Relatively prime ideals in Dedekind domains definition Let $R$ be a Dedekind domain and let $I$ and $J$ be two ideals such that $I+J=R$; that is, $I$ and $J$ are relatively prime. 
Now, since $R$ is a Dedekind domain, $I$ and $J$ have unique (up to order of factors) decompositions into products of prime ideals.
My question is: Is $I$ and $J$ being relatively prime via the definition in the first sentence above equivalent to saying their prime factorizations have no common factor? 

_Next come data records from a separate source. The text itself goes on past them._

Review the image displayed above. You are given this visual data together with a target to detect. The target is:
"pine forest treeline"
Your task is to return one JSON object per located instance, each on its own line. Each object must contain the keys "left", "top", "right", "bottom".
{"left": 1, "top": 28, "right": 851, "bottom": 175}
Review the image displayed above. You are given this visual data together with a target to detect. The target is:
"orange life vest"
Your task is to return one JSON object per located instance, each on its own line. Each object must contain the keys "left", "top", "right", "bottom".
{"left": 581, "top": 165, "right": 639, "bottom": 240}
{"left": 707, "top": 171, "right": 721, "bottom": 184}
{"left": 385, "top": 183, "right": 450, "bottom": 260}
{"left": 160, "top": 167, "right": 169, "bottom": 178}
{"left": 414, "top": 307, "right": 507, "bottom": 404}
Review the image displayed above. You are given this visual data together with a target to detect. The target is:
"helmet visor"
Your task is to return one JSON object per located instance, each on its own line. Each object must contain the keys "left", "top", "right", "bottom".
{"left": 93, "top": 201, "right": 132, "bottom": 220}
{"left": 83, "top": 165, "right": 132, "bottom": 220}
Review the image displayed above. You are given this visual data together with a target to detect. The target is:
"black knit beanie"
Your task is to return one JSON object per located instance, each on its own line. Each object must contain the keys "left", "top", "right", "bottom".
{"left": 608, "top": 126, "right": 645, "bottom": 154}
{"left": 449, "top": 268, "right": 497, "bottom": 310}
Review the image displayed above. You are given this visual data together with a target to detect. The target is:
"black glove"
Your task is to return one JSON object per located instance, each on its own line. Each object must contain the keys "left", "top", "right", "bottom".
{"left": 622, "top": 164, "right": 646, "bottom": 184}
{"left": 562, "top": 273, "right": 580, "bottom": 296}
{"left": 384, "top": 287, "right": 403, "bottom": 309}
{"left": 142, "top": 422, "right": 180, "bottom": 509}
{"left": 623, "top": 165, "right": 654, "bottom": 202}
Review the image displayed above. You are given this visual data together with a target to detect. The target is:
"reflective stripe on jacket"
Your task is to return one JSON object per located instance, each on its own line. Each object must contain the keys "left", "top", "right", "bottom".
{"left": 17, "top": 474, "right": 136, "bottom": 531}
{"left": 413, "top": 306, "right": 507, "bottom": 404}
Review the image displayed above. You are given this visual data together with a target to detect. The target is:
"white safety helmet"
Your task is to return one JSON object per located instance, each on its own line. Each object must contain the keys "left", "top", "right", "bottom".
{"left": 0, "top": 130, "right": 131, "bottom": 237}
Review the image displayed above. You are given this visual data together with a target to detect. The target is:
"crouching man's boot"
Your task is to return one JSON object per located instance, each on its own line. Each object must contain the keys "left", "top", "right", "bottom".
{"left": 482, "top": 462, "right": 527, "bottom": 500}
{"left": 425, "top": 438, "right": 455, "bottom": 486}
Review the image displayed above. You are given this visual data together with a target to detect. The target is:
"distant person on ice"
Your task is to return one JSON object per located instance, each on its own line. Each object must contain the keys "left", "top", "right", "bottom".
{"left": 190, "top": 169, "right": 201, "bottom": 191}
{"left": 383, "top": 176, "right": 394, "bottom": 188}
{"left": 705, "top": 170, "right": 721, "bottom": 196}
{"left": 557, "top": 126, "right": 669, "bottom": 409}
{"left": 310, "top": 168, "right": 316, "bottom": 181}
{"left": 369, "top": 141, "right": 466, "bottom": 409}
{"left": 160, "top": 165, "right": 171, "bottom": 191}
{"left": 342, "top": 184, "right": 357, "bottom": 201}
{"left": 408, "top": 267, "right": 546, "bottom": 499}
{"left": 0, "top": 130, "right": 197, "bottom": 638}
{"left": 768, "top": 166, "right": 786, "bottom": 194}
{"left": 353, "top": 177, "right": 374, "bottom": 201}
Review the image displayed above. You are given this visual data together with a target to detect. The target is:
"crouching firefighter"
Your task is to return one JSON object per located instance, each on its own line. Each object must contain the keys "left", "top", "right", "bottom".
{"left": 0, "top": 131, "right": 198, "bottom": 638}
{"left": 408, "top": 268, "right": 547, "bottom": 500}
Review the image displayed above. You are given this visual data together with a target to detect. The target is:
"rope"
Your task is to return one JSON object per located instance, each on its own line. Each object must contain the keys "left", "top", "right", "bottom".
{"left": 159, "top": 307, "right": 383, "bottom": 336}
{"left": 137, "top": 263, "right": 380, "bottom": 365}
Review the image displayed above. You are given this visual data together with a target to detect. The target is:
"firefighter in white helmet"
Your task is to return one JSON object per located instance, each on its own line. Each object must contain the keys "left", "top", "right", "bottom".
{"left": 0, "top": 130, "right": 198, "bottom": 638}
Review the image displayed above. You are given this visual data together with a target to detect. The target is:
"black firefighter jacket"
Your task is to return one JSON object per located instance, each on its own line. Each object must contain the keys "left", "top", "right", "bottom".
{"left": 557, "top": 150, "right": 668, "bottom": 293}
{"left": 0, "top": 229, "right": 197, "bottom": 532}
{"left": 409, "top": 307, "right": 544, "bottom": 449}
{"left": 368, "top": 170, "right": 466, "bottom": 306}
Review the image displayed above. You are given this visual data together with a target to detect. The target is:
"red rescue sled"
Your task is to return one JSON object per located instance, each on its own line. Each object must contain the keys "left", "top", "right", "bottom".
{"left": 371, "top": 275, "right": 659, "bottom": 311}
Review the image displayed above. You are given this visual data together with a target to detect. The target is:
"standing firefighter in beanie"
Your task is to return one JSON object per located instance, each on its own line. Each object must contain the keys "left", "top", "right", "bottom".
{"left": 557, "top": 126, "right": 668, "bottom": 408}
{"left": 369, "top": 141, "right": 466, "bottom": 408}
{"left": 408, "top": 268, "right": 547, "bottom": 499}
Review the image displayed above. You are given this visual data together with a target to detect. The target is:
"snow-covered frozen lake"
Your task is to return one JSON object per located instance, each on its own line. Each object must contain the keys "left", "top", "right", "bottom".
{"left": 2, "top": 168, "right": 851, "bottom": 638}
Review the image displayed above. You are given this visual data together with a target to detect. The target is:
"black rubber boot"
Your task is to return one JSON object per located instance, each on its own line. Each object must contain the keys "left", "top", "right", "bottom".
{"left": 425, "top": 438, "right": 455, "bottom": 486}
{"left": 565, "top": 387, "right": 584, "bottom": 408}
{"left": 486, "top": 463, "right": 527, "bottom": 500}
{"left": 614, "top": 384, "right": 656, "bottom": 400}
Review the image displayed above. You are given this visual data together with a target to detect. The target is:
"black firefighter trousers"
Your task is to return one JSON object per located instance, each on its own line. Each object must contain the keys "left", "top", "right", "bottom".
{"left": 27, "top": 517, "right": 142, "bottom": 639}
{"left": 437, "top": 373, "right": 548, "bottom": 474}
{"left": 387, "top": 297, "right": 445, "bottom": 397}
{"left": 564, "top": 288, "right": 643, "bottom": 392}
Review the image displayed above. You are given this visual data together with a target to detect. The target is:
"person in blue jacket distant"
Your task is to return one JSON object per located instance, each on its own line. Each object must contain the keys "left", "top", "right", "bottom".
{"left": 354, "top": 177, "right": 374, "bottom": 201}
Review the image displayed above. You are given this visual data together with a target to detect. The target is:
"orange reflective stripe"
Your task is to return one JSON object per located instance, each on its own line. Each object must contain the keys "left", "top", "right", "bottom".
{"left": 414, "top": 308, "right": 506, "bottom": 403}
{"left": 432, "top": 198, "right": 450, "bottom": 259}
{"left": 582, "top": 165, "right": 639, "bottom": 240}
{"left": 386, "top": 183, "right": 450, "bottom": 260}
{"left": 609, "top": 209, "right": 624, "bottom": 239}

 A: If $I$ and $J$ have the same prime ideal factor, say $\mathfrak{p}$, then $I+J\subseteq \mathfrak{p}$.
On the other hand if $I+J\neq R$, then there exists a prime (maximal) ideal $\mathfrak{p}$ of $R$ such that $I+J\subseteq \mathfrak{p}$. In particular $I\subseteq \mathfrak{p}$ and $J\subseteq \mathfrak{p}$. This implies that $\mathfrak{p}$ is a common factor of both $I$ and $J$ (see Lemma).
Lemma. Let $R$ be a Dedeking ring. If $I = \prod_{i=1}^k\mathfrak{q}_i^{n_i}$ is a factorization onto product of powers of distinct prime ideals and $I\subseteq \mathfrak{p}$, then $\mathfrak{q}_{i_0}=\mathfrak{p}$ for some $i_0$.

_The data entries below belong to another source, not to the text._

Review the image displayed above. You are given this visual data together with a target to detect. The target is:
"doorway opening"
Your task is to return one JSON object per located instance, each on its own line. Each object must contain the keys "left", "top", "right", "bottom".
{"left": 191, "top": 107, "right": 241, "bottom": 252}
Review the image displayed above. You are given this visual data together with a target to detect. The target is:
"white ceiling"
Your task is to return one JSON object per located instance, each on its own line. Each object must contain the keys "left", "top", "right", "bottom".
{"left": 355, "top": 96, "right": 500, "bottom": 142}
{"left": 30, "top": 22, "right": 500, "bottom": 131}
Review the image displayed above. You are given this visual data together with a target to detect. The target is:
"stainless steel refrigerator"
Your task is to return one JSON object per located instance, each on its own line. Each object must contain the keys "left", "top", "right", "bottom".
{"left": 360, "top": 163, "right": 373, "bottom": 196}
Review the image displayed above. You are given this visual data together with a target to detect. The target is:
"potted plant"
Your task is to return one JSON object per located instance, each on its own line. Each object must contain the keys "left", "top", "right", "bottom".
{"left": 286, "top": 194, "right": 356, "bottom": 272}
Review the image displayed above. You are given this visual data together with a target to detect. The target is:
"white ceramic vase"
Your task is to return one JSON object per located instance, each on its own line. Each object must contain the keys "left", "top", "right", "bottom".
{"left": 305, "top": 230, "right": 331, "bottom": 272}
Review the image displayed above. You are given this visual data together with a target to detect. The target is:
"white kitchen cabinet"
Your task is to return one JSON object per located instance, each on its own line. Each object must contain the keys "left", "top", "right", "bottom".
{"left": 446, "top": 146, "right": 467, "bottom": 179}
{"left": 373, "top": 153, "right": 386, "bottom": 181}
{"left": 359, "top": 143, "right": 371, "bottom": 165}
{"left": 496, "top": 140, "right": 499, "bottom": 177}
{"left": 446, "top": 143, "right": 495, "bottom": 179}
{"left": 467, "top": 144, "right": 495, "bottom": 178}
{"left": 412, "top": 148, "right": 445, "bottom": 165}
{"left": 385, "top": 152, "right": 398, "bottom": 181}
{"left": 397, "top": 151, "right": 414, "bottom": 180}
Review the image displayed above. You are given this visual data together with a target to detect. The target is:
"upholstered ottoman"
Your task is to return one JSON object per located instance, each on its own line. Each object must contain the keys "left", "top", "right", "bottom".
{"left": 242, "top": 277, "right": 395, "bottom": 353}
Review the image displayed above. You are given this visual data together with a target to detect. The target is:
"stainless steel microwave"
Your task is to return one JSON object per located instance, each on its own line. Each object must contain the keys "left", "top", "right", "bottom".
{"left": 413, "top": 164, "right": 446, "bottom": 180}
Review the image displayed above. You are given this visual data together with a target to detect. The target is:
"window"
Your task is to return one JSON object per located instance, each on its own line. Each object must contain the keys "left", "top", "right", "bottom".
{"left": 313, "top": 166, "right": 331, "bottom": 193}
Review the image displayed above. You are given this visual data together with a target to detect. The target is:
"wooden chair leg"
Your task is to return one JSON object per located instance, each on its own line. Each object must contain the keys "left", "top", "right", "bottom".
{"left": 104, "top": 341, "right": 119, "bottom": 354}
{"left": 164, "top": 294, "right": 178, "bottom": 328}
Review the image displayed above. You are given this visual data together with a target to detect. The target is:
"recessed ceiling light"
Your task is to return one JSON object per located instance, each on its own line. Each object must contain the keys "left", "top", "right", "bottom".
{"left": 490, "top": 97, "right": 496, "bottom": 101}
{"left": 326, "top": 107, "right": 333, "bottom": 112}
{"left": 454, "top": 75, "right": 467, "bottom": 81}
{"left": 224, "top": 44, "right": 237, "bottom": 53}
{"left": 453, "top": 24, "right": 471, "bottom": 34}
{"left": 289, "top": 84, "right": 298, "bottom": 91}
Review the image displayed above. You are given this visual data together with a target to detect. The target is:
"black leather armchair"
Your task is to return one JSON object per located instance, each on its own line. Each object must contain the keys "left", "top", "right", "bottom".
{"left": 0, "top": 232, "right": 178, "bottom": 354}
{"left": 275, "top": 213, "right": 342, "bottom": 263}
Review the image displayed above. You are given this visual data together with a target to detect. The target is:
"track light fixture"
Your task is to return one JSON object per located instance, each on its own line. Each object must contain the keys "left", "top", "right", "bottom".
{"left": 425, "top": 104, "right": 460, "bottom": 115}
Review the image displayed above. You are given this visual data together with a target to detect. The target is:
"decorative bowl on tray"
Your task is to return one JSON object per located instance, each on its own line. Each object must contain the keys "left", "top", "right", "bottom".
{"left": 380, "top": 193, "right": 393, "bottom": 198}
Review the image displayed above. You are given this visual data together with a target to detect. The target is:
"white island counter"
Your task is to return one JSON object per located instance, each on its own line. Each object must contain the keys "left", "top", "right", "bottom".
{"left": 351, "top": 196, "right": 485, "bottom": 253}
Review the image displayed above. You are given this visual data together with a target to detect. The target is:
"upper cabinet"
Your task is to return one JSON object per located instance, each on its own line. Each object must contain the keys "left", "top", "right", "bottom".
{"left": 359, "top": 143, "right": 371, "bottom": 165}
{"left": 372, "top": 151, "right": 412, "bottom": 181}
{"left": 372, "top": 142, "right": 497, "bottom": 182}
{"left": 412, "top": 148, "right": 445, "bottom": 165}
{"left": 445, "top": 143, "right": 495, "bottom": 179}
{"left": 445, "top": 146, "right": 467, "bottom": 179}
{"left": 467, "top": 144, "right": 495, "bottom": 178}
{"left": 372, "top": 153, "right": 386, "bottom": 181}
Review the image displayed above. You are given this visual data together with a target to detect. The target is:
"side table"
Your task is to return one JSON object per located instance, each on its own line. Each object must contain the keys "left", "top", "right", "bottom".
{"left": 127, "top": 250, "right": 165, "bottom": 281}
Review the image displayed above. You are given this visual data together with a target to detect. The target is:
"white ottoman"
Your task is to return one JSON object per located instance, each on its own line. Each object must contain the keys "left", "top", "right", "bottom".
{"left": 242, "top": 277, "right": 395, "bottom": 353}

Proof. Suppose first that for each $i$ there exists $x_i\in \mathfrak{q}_i^{n_i}$ such that $x_i\not \in \mathfrak{p}$. Then
$$x_1x_2...x_k \in \prod_{i=1}^k\mathfrak{q}_i^{n_i} = I$$
but $x_1x_2...x_k\not \in \mathfrak{p}$. This is a contradiction with $I\subseteq \mathfrak{p}$. Hence there exists $i_0$ such that $q_{i_0}^{n_{i_0}}\subseteq \mathfrak{p}$. Taking radicals we have
$$\mathfrak{q}_{i_0} = \sqrt{\mathfrak{q}_{i_0}^{n_{i_0}}} \subseteq \sqrt{\mathfrak{p}} = \mathfrak{p}$$
Since all nonzero prime ideals in a Dedeking ring are maximal, we derive that $\mathfrak{q}_{i_0} = \mathfrak{p}$.